A retrospective that produces feelings but no action items is just a shared complaint with extra steps. Teams stop taking retros seriously not because the format is wrong, but because they've sat through enough of them that ended with "good discussion, see you next sprint" and nothing actually changed.
Separate "what happened" from "what we do about it"
Most retros blur venting and problem-solving into one conversation, which means the loudest complaint gets the most airtime regardless of whether it's the most fixable one. Splitting the retro into two passes — first surface what happened, good and bad, without solving anything; then pick the highest-leverage one or two items and actually problem-solve them — keeps the session from being dominated by whoever's most frustrated that week.

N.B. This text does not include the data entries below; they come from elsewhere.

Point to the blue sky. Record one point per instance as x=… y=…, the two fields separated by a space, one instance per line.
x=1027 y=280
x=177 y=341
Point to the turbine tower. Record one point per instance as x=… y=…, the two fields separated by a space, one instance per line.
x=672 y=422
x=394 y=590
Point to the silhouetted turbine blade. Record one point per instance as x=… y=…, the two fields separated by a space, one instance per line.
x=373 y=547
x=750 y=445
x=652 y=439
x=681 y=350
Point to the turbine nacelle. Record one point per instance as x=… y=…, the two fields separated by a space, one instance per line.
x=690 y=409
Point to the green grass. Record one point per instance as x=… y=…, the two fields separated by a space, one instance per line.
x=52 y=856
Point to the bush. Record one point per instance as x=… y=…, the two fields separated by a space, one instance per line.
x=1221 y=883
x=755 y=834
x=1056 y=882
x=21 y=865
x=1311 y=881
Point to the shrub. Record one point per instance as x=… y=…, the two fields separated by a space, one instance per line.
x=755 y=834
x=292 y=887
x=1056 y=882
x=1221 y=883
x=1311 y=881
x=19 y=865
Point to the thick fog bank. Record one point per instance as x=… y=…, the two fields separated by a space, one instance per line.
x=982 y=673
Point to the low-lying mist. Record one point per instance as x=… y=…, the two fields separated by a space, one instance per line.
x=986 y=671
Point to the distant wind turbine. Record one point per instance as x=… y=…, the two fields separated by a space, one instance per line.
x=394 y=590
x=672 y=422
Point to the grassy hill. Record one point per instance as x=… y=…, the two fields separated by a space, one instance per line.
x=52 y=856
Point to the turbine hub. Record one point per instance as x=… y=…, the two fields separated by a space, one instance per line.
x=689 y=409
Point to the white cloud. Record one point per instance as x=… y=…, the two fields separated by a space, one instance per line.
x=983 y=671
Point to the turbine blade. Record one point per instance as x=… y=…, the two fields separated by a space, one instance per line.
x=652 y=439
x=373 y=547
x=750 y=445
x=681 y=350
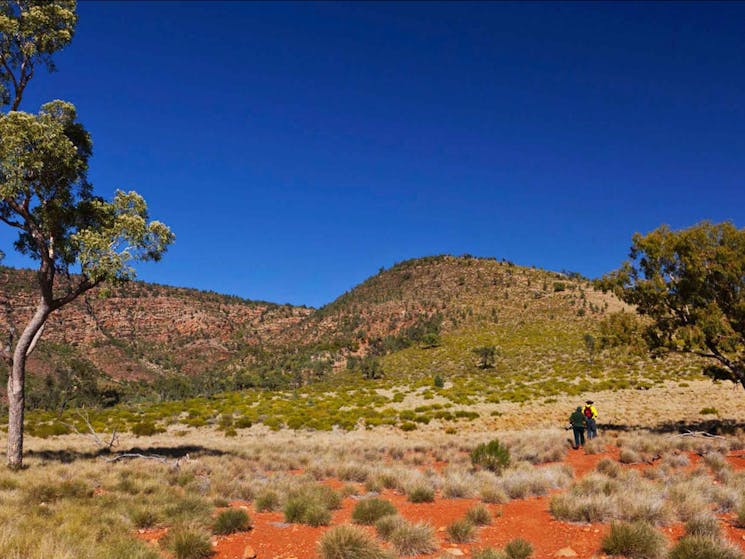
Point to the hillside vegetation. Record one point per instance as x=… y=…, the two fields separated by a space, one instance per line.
x=439 y=339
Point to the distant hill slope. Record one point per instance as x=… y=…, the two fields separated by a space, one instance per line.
x=421 y=317
x=139 y=329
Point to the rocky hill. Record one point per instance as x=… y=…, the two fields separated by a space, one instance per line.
x=137 y=330
x=420 y=316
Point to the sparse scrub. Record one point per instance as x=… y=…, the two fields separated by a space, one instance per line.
x=702 y=547
x=488 y=553
x=518 y=549
x=413 y=538
x=637 y=540
x=369 y=511
x=386 y=525
x=189 y=543
x=349 y=542
x=267 y=501
x=493 y=456
x=479 y=515
x=230 y=521
x=421 y=493
x=461 y=531
x=706 y=525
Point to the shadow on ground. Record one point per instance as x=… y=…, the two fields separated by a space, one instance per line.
x=709 y=426
x=67 y=456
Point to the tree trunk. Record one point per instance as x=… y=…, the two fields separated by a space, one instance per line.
x=16 y=385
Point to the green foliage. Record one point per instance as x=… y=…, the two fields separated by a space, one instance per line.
x=487 y=356
x=479 y=515
x=636 y=540
x=189 y=543
x=461 y=531
x=347 y=542
x=518 y=549
x=421 y=494
x=691 y=283
x=230 y=521
x=31 y=32
x=369 y=511
x=493 y=456
x=702 y=547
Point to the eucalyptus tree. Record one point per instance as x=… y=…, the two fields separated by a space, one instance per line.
x=79 y=240
x=691 y=283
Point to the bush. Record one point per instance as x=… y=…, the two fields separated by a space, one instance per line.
x=267 y=501
x=421 y=494
x=187 y=543
x=231 y=521
x=144 y=517
x=349 y=542
x=702 y=547
x=414 y=539
x=518 y=549
x=488 y=553
x=462 y=531
x=479 y=515
x=386 y=525
x=146 y=429
x=493 y=456
x=636 y=540
x=369 y=511
x=703 y=525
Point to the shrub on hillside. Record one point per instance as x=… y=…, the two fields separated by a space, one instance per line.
x=461 y=531
x=189 y=543
x=231 y=521
x=493 y=456
x=370 y=511
x=636 y=540
x=702 y=547
x=346 y=541
x=518 y=549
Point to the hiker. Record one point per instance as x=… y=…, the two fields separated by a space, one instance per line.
x=577 y=421
x=591 y=414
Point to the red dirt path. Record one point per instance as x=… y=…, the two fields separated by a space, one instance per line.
x=522 y=518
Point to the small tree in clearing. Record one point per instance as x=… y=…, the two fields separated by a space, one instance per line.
x=79 y=240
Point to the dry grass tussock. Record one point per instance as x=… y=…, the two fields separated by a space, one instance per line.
x=72 y=503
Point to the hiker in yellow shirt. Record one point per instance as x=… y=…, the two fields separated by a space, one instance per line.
x=591 y=414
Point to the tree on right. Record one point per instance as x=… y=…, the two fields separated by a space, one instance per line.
x=691 y=284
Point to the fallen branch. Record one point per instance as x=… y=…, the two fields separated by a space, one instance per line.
x=175 y=465
x=113 y=441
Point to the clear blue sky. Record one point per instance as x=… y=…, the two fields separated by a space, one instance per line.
x=296 y=148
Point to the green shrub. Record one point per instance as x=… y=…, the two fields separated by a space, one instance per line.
x=636 y=540
x=493 y=456
x=349 y=542
x=386 y=525
x=518 y=549
x=230 y=521
x=369 y=511
x=461 y=531
x=189 y=543
x=421 y=494
x=144 y=517
x=479 y=515
x=267 y=501
x=413 y=539
x=146 y=429
x=702 y=547
x=703 y=525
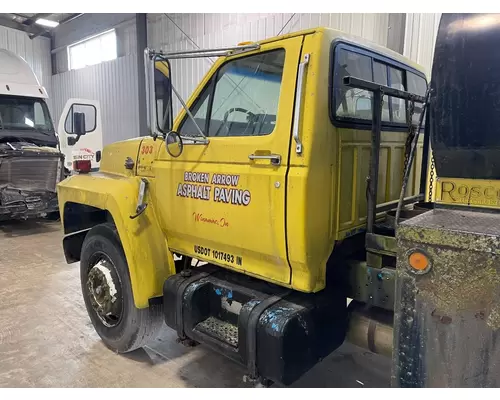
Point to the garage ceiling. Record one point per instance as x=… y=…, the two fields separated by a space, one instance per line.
x=26 y=22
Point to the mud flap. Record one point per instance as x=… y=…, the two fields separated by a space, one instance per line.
x=447 y=319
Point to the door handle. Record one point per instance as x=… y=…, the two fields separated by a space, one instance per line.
x=274 y=158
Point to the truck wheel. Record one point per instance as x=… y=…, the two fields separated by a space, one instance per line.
x=108 y=295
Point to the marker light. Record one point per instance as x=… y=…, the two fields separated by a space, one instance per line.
x=418 y=261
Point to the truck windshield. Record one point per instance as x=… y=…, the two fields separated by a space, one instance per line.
x=24 y=113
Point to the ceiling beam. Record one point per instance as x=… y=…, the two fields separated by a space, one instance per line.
x=29 y=30
x=48 y=32
x=32 y=20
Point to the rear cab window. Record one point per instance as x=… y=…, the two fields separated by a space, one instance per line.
x=350 y=107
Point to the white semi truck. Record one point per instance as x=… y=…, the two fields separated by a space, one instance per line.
x=33 y=156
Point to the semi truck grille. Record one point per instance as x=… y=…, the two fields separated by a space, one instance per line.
x=29 y=173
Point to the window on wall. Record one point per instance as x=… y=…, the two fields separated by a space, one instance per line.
x=355 y=105
x=93 y=50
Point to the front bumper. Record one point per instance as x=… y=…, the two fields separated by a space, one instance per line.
x=23 y=204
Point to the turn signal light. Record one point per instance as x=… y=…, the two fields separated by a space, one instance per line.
x=82 y=166
x=418 y=261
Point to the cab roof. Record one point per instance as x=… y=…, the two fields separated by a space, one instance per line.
x=17 y=78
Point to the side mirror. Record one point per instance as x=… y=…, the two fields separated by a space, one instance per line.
x=79 y=128
x=173 y=143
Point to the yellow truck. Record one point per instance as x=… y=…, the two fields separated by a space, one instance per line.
x=246 y=222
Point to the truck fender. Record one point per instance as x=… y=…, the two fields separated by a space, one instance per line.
x=146 y=249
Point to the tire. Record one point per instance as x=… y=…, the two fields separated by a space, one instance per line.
x=124 y=328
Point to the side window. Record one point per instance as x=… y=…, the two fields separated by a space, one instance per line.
x=380 y=76
x=162 y=96
x=90 y=113
x=350 y=102
x=356 y=103
x=246 y=96
x=398 y=105
x=417 y=85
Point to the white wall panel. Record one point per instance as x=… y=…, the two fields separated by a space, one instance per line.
x=420 y=38
x=216 y=30
x=114 y=84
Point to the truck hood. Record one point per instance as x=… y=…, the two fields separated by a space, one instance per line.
x=28 y=136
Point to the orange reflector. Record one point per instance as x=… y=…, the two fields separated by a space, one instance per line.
x=418 y=261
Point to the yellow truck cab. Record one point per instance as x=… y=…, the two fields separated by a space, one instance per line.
x=242 y=222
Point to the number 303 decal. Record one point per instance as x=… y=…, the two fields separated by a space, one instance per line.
x=147 y=150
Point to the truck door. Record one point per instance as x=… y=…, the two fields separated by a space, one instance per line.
x=224 y=201
x=87 y=146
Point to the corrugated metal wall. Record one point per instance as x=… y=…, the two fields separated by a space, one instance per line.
x=216 y=30
x=420 y=38
x=114 y=84
x=36 y=52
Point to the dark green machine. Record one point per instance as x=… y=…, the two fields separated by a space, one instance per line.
x=447 y=313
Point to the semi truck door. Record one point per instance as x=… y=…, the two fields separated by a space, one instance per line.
x=87 y=145
x=224 y=201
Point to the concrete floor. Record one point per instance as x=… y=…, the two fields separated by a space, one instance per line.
x=47 y=340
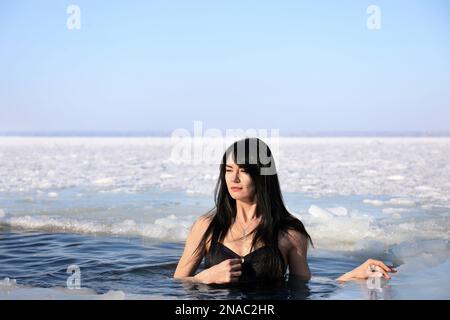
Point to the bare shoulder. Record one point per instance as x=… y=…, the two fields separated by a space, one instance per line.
x=202 y=223
x=293 y=239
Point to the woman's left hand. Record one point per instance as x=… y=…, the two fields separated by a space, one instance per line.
x=370 y=268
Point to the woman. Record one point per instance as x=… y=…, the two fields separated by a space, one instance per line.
x=249 y=235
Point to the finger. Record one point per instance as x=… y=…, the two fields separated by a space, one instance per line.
x=236 y=267
x=392 y=269
x=381 y=264
x=383 y=272
x=236 y=274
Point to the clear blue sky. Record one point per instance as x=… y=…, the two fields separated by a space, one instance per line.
x=159 y=65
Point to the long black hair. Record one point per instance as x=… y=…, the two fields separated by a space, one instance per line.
x=255 y=157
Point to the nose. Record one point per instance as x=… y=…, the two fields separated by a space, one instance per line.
x=236 y=177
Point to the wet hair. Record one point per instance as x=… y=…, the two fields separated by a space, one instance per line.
x=255 y=157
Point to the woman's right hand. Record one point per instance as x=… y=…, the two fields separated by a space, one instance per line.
x=228 y=271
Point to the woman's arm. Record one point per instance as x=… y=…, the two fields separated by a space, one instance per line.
x=189 y=263
x=370 y=268
x=297 y=255
x=225 y=272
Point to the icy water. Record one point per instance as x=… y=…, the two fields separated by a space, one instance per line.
x=120 y=209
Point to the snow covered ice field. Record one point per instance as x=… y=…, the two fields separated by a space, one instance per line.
x=386 y=198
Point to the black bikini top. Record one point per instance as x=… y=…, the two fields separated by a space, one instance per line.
x=253 y=266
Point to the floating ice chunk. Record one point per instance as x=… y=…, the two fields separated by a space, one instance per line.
x=166 y=176
x=400 y=202
x=396 y=178
x=103 y=182
x=319 y=213
x=339 y=211
x=393 y=210
x=113 y=295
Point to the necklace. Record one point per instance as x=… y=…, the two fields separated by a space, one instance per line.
x=244 y=230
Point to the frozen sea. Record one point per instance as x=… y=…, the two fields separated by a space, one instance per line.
x=120 y=209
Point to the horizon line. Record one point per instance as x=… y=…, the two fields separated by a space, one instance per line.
x=164 y=133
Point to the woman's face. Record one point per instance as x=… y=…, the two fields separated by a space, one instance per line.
x=239 y=183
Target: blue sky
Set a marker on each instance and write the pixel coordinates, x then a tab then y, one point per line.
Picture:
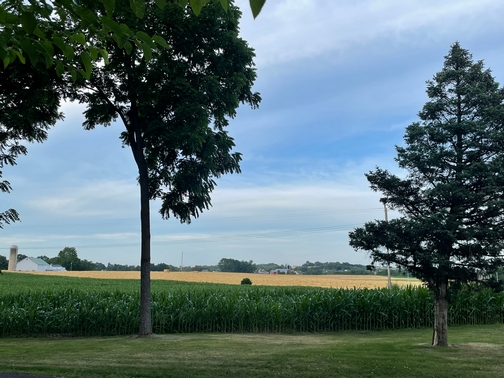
340	80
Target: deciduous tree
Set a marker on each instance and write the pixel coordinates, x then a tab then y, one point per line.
451	201
175	105
29	100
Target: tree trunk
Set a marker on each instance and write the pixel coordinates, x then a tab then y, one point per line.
145	296
440	332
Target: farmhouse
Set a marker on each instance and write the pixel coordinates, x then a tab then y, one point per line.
31	264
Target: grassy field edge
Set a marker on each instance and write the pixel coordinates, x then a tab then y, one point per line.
476	351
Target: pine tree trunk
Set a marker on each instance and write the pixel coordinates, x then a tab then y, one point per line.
440	332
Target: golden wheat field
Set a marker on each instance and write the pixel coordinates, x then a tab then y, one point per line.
334	281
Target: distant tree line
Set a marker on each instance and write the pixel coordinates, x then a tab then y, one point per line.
69	259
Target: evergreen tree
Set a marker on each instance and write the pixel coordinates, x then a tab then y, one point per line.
452	200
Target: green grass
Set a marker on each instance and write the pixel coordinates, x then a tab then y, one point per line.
475	351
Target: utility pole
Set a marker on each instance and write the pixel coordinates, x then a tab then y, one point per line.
389	279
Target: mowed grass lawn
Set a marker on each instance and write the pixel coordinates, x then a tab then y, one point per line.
475	351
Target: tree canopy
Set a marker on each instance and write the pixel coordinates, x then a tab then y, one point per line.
175	105
35	30
232	265
452	199
29	101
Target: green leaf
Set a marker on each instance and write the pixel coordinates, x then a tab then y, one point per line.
128	47
10	18
60	43
73	72
48	52
146	50
39	33
104	54
256	6
138	7
30	50
48	48
160	41
80	38
145	38
28	22
111	24
20	56
109	7
160	3
66	49
86	62
6	60
60	69
197	5
225	5
93	51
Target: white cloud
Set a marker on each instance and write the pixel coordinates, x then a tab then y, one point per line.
295	29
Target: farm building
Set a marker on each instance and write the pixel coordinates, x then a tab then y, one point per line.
31	264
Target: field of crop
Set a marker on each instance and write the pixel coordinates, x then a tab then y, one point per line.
36	304
328	281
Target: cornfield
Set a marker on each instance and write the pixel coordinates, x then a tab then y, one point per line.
224	308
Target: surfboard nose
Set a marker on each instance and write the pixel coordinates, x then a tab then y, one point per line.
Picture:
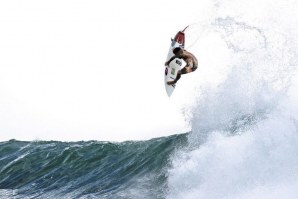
180	38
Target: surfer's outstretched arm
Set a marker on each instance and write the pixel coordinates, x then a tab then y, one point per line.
172	58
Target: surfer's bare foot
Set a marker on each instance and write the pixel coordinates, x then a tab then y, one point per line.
171	82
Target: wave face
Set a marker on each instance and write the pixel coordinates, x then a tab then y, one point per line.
86	169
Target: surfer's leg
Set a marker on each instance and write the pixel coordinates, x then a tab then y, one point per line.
177	78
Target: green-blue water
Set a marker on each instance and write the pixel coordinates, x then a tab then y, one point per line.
86	169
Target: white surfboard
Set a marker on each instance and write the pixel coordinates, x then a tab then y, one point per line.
175	65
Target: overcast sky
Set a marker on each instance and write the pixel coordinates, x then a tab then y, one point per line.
81	70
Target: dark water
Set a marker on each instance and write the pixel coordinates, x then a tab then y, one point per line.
47	169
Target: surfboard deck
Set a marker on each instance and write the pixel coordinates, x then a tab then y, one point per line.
172	69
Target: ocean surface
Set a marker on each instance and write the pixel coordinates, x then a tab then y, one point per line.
91	169
243	142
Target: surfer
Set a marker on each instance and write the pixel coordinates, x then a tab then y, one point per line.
189	58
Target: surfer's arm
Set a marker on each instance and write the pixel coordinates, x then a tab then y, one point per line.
172	58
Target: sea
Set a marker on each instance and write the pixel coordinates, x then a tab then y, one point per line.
243	142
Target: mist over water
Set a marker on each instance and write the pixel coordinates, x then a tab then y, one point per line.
244	139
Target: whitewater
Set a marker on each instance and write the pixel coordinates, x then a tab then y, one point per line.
243	142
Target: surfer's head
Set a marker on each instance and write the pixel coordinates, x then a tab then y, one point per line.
176	50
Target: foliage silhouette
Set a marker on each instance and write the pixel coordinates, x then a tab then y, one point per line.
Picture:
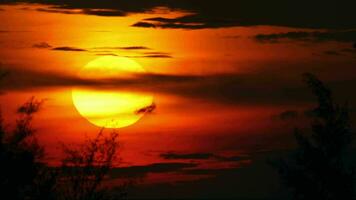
321	166
24	175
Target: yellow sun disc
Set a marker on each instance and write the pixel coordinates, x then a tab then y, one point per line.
110	109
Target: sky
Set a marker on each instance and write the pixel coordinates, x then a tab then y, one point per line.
225	77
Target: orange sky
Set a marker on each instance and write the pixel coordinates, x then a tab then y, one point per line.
184	121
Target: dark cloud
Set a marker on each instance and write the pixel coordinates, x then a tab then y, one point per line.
332	53
41	45
125	48
259	180
142	171
146	110
287	115
312	36
154	55
106	54
222	88
195	156
65	48
212	14
201	156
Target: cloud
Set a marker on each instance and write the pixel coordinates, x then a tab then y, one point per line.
153	55
146	110
124	48
311	36
195	156
65	48
287	115
142	171
316	14
41	45
106	54
220	88
201	156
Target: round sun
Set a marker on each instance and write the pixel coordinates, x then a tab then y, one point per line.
108	108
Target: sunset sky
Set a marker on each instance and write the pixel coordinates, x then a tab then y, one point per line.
224	76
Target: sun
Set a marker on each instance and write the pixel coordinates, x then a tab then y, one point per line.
110	108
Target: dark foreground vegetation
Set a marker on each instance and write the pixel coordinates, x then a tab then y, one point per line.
322	167
25	175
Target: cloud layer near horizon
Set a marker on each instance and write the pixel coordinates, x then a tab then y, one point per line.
216	14
221	88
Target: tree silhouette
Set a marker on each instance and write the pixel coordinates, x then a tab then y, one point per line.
24	175
84	168
20	154
321	167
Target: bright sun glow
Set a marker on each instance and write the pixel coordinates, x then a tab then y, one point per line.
110	109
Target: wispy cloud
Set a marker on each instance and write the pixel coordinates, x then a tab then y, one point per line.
212	14
308	36
66	48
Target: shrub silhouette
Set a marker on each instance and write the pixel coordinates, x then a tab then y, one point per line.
24	175
321	166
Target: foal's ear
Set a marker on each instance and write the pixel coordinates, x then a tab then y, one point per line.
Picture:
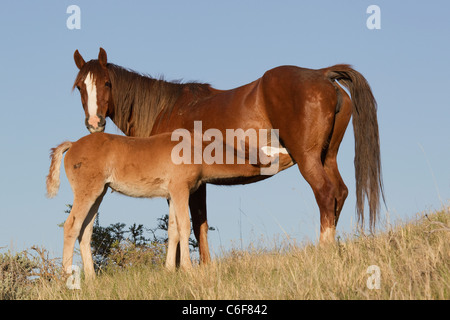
79	61
102	58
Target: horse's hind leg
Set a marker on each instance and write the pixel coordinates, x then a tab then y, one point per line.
197	205
330	164
85	238
179	203
306	135
174	238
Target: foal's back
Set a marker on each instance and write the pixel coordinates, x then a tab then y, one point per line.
137	167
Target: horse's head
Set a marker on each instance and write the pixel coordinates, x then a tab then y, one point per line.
94	85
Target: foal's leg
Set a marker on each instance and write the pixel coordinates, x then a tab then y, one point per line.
197	205
174	238
85	238
180	204
72	227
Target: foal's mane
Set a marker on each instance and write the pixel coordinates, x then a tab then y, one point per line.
139	99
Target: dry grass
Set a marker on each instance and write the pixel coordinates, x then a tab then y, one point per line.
413	258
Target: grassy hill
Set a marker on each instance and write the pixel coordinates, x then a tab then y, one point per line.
409	261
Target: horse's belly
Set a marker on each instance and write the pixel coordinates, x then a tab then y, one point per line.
142	188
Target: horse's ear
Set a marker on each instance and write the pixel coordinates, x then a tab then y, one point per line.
102	58
79	61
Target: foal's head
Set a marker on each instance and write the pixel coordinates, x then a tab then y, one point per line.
94	85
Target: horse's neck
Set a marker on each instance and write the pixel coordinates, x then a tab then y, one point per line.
159	99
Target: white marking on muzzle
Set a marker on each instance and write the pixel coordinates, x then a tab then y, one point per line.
91	89
272	151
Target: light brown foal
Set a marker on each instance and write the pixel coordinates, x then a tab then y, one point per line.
138	167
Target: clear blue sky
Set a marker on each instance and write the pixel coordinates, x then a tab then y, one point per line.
225	43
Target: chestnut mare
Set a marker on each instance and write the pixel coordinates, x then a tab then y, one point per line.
308	107
139	167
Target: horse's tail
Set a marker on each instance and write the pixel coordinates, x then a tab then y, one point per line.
53	174
367	142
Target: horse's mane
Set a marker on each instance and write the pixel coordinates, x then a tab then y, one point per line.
139	99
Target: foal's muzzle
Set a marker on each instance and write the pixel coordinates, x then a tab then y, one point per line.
95	124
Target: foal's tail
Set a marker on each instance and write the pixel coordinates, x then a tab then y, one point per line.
367	142
53	174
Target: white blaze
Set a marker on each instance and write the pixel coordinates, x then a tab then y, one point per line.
92	95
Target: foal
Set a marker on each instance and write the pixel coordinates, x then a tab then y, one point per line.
137	167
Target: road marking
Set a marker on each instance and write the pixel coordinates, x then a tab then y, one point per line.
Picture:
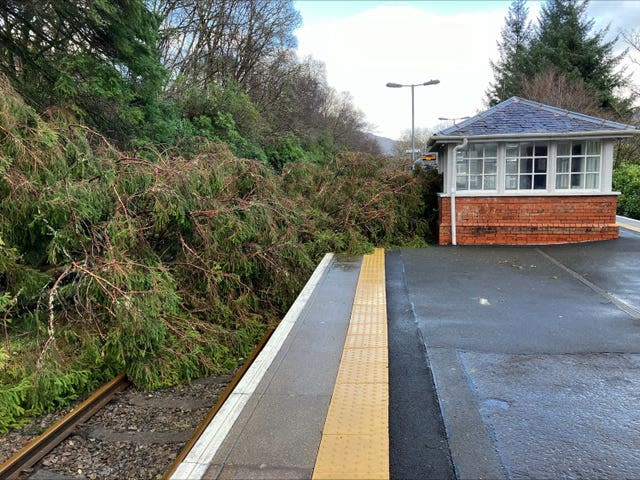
196	463
621	304
355	438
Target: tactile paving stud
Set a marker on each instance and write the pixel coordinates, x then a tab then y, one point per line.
355	439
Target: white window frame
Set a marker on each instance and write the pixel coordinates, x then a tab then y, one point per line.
584	173
603	184
519	158
483	174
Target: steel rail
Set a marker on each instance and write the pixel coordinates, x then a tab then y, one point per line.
37	448
221	399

Pick fewer items than feels satisfying
A retro that ends with eight action items produces zero of them, because eight is more than any team will actually track between sprints. Picking one or two — the ones that, if fixed, would have prevented the most pain — and committing to them is what makes the next retro feel different from this one, instead of generating the same list again.
Assign an owner before the meeting ends
An action item with no owner is a wish, the same way an OKR with no roadmap is. "We should communicate better" isn't an action item; "Sara will propose an async update format by Friday" is. The gap between those two sentences is almost always why retro action items quietly disappear.
Check the previous retro's items before opening new ones
The fastest way to make a retro feel pointless is to never circle back to what was decided last time. Spending the first two minutes checking off — or explicitly dropping — last retro's commitments is what turns the retro from a recurring meeting into an actual improvement loop, because the team sees, concretely, that the last round changed something.